Hiermee worden de subsidiemogelijkheden van BOSA (nog) niet volledig benut.

• De grootste investeringen die bij energiebesparende maatregelen zijn gedaan en waarvoor subsidie is aangevraagd zijn investeringen in verlichting, isolatie en zonnepanelen. Over het algemeen wordt de meeste subsidie aangevraagd door buitensportverenigingen. Uitzondering hierop zijn de aanvragen voor maatregelen voor toegankelijkheid, waarvoor de binnensport meer subsidie aanvraagt.

• Uit de evaluatiestudie van de RVO blijkt dat BOSA aanzet tot (meer) investeringen bij sportverenigingen. Dit lijkt vooral bij duurzaamheidsmaatregelen het geval. Een beperkende factor van BOSA is het vereiste minimumbedrag van 5.000 euro aan subsidie, waardoor met name kleinere verenigingen minder in de gelegenheid zijn om er gebruik van te maken. Zij komen vaak niet aan dit drempelbedrag met de beoogde investering. De RVO stelt daarom een verlaging van het drempelbedrag voor.

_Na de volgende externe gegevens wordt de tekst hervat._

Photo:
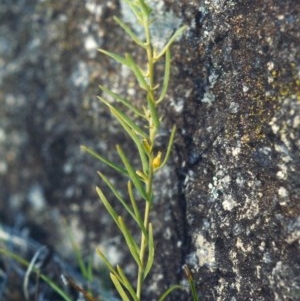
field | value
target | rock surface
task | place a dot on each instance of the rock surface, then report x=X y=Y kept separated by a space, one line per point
x=229 y=204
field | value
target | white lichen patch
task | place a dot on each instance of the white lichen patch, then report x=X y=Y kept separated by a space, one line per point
x=244 y=248
x=205 y=252
x=250 y=208
x=229 y=203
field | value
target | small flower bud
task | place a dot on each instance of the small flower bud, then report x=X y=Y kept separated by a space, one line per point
x=157 y=160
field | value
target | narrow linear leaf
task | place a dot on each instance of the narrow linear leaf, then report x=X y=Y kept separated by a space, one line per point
x=153 y=110
x=133 y=247
x=137 y=213
x=107 y=205
x=137 y=72
x=176 y=35
x=127 y=284
x=132 y=174
x=151 y=251
x=117 y=194
x=128 y=30
x=105 y=260
x=104 y=160
x=166 y=76
x=119 y=287
x=124 y=101
x=169 y=291
x=125 y=119
x=138 y=142
x=146 y=9
x=169 y=148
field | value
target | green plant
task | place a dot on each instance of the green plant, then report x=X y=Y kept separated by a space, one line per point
x=142 y=130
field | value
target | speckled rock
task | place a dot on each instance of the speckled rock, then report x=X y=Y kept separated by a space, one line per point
x=228 y=205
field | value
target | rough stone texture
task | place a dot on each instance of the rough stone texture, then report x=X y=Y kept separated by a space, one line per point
x=229 y=204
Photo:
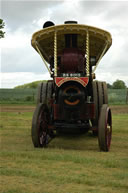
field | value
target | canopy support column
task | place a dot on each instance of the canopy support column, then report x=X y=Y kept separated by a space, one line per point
x=87 y=54
x=104 y=50
x=55 y=53
x=43 y=59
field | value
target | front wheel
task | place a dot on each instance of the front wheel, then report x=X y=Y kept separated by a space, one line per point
x=105 y=128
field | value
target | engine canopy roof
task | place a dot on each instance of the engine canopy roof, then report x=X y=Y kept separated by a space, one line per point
x=98 y=39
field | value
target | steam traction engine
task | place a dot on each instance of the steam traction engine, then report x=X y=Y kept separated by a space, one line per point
x=73 y=100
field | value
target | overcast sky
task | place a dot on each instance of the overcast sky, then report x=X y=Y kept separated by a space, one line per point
x=21 y=64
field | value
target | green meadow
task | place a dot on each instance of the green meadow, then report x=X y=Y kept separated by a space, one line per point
x=70 y=164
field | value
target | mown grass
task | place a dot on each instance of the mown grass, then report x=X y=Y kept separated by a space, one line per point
x=70 y=164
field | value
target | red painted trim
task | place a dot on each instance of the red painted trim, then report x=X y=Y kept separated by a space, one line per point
x=82 y=80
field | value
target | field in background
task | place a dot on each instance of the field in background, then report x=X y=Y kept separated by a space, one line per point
x=115 y=96
x=71 y=164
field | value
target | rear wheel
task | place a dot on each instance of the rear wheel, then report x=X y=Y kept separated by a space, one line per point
x=105 y=128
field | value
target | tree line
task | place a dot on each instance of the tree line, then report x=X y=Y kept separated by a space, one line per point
x=118 y=84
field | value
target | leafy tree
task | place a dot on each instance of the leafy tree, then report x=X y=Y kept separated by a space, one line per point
x=2 y=24
x=119 y=84
x=109 y=85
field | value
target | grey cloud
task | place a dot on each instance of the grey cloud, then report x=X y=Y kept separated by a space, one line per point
x=20 y=14
x=21 y=60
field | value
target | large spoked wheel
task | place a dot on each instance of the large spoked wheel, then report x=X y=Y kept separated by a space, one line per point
x=39 y=130
x=105 y=128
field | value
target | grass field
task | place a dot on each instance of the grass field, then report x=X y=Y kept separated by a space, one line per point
x=70 y=164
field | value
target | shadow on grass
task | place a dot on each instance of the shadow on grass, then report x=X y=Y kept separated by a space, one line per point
x=85 y=142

• Sportverenigingen lijken lang niet in alle gevallen gebruik te maken van de mogelijkheden die BOSA biedt. Zo maakt slechts de helft van de verenigingen die hebben geïnvesteerd in onderhoud van hun sportaccommodatie en/of kantine gebruik van BOSA-subsidie. Bij

duurzaamheidsmaatregelen heeft iets meer dan een derde van de sportverenigingen gebruik gemaakt van BOSA-subsidie. Het is onduidelijk in welke mate hier het vereiste drempelbedrag, onbekendheid met de regeling of mogelijk andere aspecten een rol spelen.

(7)

• In 2021 is binnen BOSA voor ruim 7 miljoen euro aan subsidie aangevraagd voor duurzaamheidsmaatregelen. Hiermee is in 2021 een duurzaamheidsinvestering van

sportverenigingen en stichtingen gemoeid van ruim 24 miljoen euro. Voor circulaire maatregelen is 118.000 euro aan subsidie aangevraagd en voor klimaatadaptatie ongeveer 97.000 euro. Het grootste deel van de subsidie voor circulaire maatregelen richt zich op hergebruikt infillzand.

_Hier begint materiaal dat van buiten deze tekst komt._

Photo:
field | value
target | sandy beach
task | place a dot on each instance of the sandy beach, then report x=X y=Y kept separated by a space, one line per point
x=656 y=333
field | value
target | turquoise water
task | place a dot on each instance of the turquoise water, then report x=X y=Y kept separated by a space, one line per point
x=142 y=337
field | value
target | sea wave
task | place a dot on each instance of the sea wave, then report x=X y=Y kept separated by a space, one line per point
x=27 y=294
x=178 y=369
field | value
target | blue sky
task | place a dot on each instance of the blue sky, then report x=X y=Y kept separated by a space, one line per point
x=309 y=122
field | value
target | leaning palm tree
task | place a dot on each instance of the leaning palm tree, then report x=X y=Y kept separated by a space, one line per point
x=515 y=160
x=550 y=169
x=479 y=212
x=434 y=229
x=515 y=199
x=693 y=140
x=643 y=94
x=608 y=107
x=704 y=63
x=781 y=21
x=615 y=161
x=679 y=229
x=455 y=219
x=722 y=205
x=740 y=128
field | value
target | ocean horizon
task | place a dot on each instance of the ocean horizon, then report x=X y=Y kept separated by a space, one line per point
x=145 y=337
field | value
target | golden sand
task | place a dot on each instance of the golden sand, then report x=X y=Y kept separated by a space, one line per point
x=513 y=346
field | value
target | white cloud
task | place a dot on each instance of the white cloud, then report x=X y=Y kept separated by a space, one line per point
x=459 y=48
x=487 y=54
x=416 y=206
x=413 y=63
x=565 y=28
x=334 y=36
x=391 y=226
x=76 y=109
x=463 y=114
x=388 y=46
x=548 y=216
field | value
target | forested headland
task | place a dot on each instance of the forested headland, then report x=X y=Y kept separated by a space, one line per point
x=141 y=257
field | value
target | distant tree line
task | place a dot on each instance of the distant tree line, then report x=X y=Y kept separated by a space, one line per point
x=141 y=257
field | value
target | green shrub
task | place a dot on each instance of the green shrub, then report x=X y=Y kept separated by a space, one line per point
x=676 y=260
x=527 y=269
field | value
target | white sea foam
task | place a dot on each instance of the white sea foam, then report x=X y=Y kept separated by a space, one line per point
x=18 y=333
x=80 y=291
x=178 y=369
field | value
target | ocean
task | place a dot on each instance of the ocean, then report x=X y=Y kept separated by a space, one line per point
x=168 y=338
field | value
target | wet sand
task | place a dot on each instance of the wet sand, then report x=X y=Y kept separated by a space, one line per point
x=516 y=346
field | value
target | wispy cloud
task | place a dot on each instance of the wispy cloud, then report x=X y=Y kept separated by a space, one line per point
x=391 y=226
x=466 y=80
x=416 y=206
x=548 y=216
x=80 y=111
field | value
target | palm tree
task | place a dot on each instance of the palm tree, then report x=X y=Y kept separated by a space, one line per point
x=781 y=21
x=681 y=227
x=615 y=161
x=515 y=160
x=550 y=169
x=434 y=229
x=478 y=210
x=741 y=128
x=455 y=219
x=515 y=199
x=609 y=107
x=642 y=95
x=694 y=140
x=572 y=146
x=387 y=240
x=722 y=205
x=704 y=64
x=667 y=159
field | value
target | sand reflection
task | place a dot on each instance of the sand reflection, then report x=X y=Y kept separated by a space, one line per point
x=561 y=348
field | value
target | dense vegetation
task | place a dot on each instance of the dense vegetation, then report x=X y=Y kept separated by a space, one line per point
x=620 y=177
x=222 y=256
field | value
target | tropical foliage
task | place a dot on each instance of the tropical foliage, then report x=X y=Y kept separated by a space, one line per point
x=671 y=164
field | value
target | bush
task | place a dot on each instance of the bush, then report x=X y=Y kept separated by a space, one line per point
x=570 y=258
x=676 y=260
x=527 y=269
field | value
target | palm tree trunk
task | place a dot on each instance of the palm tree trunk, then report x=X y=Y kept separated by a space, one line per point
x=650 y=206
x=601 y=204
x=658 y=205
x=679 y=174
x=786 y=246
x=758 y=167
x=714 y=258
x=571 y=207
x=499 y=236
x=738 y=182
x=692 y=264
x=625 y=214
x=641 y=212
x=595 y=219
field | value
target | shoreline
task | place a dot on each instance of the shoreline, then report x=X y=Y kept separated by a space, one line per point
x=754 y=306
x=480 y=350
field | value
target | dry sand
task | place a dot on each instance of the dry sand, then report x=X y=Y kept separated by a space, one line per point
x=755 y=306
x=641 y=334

Gelet op de tot 1 september 2021 aangevraagde subsidie voor circulariteit is te verwachten dat de investeringen in circulaire maatregelen vanuit de BOSA in 2021 groter zullen zijn dan in 2020.

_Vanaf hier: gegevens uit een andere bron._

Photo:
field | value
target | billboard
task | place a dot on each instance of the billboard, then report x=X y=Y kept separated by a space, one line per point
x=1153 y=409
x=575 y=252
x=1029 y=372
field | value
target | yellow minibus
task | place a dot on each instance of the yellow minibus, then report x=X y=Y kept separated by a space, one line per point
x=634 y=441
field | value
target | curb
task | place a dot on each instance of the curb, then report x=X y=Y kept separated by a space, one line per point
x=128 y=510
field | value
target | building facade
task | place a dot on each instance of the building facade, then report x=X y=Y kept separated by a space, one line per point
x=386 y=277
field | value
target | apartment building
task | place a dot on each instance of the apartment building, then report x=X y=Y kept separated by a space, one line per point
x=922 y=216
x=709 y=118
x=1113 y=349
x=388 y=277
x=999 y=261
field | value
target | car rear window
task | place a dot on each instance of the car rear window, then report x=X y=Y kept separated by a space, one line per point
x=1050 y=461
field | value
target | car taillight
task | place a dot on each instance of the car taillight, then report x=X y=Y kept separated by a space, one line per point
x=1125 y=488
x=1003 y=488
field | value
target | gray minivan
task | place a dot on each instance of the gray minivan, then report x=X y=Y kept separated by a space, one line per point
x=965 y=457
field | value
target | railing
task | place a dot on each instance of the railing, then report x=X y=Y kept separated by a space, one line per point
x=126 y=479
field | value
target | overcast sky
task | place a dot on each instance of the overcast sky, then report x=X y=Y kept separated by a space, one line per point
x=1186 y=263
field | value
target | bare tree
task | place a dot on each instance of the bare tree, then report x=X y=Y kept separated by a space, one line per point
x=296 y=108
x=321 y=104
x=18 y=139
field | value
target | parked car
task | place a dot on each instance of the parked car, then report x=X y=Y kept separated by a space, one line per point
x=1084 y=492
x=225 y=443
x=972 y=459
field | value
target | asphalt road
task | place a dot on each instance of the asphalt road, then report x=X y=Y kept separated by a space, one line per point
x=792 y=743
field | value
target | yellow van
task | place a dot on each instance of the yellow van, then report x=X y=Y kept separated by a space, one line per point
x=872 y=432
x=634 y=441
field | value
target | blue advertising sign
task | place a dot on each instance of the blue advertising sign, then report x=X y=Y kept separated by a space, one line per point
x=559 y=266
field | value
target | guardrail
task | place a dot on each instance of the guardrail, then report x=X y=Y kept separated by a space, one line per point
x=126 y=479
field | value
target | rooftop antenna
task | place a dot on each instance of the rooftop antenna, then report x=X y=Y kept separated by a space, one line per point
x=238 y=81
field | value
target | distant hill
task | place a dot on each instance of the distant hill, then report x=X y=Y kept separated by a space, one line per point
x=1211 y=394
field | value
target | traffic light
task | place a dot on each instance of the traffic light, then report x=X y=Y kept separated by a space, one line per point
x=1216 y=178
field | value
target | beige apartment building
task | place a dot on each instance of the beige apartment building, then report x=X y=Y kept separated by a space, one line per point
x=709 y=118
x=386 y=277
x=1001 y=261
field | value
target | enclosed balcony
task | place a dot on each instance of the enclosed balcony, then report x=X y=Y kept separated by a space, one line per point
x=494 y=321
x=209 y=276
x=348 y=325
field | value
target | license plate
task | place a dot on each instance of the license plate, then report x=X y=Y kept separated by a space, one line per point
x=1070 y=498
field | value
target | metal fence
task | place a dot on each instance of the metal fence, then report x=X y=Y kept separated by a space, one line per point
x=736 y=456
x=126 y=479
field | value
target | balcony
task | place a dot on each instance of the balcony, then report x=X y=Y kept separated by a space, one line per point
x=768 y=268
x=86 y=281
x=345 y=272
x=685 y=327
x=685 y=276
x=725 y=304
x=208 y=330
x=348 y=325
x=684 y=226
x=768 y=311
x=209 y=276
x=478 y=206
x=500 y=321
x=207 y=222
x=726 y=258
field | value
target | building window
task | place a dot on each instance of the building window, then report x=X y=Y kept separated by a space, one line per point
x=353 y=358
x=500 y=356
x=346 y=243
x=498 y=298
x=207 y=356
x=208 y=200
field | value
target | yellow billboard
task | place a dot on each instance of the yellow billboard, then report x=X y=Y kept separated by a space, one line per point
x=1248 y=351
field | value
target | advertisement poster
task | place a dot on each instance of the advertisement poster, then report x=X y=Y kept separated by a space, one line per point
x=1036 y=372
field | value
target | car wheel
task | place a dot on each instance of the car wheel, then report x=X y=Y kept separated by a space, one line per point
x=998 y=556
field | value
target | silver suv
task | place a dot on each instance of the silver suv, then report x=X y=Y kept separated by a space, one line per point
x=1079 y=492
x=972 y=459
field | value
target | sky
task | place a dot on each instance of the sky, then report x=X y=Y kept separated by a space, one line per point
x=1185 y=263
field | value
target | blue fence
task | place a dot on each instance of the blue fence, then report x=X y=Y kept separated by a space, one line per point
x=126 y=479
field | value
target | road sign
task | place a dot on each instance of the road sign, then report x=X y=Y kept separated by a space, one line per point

• 81 procent van de gemeenten heeft de afgelopen twee jaar geïnvesteerd in energiebesparende maatregelen en/of duurzame energieopwekking bij sportaccommodaties. Een derde van de gemeenten heeft in de afgelopen twee jaar geïnvesteerd in circulaire maatregelen bij sportaccommodaties, met name de (zeer) sterk stedelijke gemeenten.

• Via de detectie van zonnepanelen is inzicht geboden in de duurzame energieopwekking bij binnensportaccommodaties (gymzalen, sportzalen en sporthallen). Uit de analyse blijkt dat 39 procent van de onderzochte binnensportaccommodaties zonnepanelen op het dak heeft liggen.

• Van 288 sportaccommodaties is via een koppeling met EP-online en BAG het energielabel bepaald.

162 sportaccommodaties (meer dan de helft) hebben energielabel A of hoger. Het meest

aangetroffen energielabel is A+ (64 accommodaties). 31 sportaccommodaties beschikken over het laagste energielabel: label G.

• Door het besluit van het gerechtshof geldt er op dit moment geen officieel verbod op gewasbeschermingsmiddelen voor sportvelden. Desondanks wordt vanuit de Werkgroep

Milieuvriendelijk Beheer onverminderd ingezet op het beheren van sportvelden zonder gebruik van gewasbeschermingsmiddelen. In november en december 2021 volgt de 1-meting van de monitor milieuvriendelijk beheer grassportvelden, die wordt uitgezet onder beheerders van gemeentelijke grassportvelden.

• Rijkswaterstaat heeft een stappenplan ontwikkeld om afvalscheiding bij sportverenigingen te stimuleren. Dit stappenplan helpt om inzicht te krijgen in het afval dat rondgaat op de sportvereniging en in hoe afval zoveel mogelijk kan worden voorkomen of, wanneer dat niet mogelijk is, goed kan worden gescheiden.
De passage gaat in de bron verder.